Doubts in the stock market
Another unsold team? Stock market investors. Kroger agreed to buy Albertsons for $34.10 per share, including a $6.85 special dividend. But Albertsons shares now trade at a “reasonable discount” to the terms of the deal, having hit a three-year discount of $17.94 earlier this week.
“That’s what investors are telling us that the deal may not go through,” Sundaram said.
CFRA research, on the other hand, puts the probability of a successful merger at 20%. “It is possible that a judge will rule that this is an anti-competitive merger and block the deal,” Sundaram said.

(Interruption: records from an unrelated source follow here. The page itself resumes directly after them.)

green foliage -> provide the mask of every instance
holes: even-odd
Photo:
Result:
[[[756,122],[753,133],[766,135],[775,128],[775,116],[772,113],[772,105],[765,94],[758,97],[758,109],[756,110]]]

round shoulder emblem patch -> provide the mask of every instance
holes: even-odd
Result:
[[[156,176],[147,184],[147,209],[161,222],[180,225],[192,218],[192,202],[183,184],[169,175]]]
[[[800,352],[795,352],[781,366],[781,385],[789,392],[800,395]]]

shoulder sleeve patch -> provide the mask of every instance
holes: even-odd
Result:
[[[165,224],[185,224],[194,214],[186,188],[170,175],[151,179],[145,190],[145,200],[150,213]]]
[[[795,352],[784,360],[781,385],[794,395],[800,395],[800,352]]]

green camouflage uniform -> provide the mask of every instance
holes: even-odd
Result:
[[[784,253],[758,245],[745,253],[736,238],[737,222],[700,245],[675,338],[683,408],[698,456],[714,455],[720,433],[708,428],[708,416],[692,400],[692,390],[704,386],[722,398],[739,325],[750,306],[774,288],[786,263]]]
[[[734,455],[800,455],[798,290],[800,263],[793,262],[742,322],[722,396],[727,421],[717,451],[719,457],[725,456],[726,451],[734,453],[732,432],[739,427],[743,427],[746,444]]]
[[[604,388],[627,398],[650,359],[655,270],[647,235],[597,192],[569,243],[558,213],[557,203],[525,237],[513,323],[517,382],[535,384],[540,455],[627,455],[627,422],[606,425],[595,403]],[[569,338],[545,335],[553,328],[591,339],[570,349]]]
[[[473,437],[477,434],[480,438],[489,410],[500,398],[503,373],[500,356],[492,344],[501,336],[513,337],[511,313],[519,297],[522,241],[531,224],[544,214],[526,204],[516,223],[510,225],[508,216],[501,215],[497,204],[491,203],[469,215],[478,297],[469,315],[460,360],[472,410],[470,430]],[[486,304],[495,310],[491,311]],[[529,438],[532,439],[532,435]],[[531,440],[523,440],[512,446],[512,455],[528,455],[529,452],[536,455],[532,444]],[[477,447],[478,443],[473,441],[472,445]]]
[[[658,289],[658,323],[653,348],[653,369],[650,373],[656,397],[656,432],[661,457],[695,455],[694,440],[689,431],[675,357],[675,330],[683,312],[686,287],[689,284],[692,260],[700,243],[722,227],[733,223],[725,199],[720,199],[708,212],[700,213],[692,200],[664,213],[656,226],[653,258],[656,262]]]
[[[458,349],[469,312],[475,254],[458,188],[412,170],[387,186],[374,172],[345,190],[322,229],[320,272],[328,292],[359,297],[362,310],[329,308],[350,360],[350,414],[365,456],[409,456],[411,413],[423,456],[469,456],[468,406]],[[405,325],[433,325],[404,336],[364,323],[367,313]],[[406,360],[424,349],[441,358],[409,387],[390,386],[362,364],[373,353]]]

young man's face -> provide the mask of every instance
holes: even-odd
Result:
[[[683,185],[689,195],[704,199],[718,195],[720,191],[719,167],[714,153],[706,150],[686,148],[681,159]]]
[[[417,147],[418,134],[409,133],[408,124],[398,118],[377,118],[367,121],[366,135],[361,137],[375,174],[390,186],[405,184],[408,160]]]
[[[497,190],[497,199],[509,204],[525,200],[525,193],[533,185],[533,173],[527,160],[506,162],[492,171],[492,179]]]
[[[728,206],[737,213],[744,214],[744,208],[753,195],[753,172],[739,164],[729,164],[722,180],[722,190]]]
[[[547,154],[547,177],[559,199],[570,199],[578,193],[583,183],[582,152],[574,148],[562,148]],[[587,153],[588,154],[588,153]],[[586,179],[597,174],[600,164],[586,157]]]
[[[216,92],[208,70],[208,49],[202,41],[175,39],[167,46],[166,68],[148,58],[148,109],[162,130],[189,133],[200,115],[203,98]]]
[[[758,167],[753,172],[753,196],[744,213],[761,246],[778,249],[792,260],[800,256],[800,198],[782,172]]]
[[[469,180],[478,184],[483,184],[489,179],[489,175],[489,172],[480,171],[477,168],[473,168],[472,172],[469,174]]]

Trying to predict the outcome of the case means taking into account everything that has been said during the testimony—in addition to things that haven’t been said so far, namely, how Nelson might lean. He was nominated to the federal district court in 2022 by President Joe Biden, and there are political underpinnings to the case, especially given the November election.
FTC case
When the FTC filed to block the merger, it was joined by attorneys general in eight states and the Washington, DC Commissioners appointed by the sitting president, which is why the Biden administration is given credit (or blame) for delaying Kroger. – Albertsons is working together.
The FTC’s challenge to the finding hinges largely on the amount of overlap between the two companies, both of which now operate in more than 30 states. The commission stated that the merger will harm consumers by eliminating competition on price and quality and also harm many unionized workers of both companies, who will lose the power to negotiate better terms of employment.
In an effort to sweeten the deal to legitimize antitrust, Kroger and Albertsons proposed to sell hundreds of stores and several brands to C&S Wholesale Grocers. But again, the FTC is skeptical, noting that the proposed separation is a “hodgepodge” of stores that are “bundled together.”
Consumer case
But there may be hope for now that the deal can pass, underscoring CFRA’s 20% chances. “There is a possibility that the government will look forward to the merger,” Sundaram noted.
Consumers argue that they have been losing market share for a long time and that puts them at a competitive disadvantage. Walmart actually sells more food than any other company in the US, accounting for more than 20% of the market share by various estimates. A combined Kroger-Albertsons would not surpass Walmart’s dominance in this sector.
Considering the current state of the competitive landscape, considering these other types of stores, Sundaram says that could strengthen the case for consumers. The companies, collectively, say they are facing a competitive problem against Walmart and Amazon, two behemoths that are eating up unaffordable market share.
Finally, a successful merger will depend on more certainty that C&S Wholesale Grocers can successfully operate the stolen stores.
Can Albertsons survive?
Regardless of what ultimately happens, the court case has revealed information that could upset consumers—and scare investors.
Executives were quoted as saying the proposed merger “creates autonomy” and agreed under oath to raise prices above past inflation rates.
While Kroger will emerge unscathed, the same could happen to Albertsons. Sundaram says that during opening statements, the company’s attorney made the “weird point” that Albertsons’ survival may depend on the merger.
According to Sundaram, this information surprised the investors. Albertsons shares have fallen more than 11% since the lawsuit began.
“We thought Albertsons was doing well,” Sundaram said. “That raises new questions if the deal doesn’t go through.”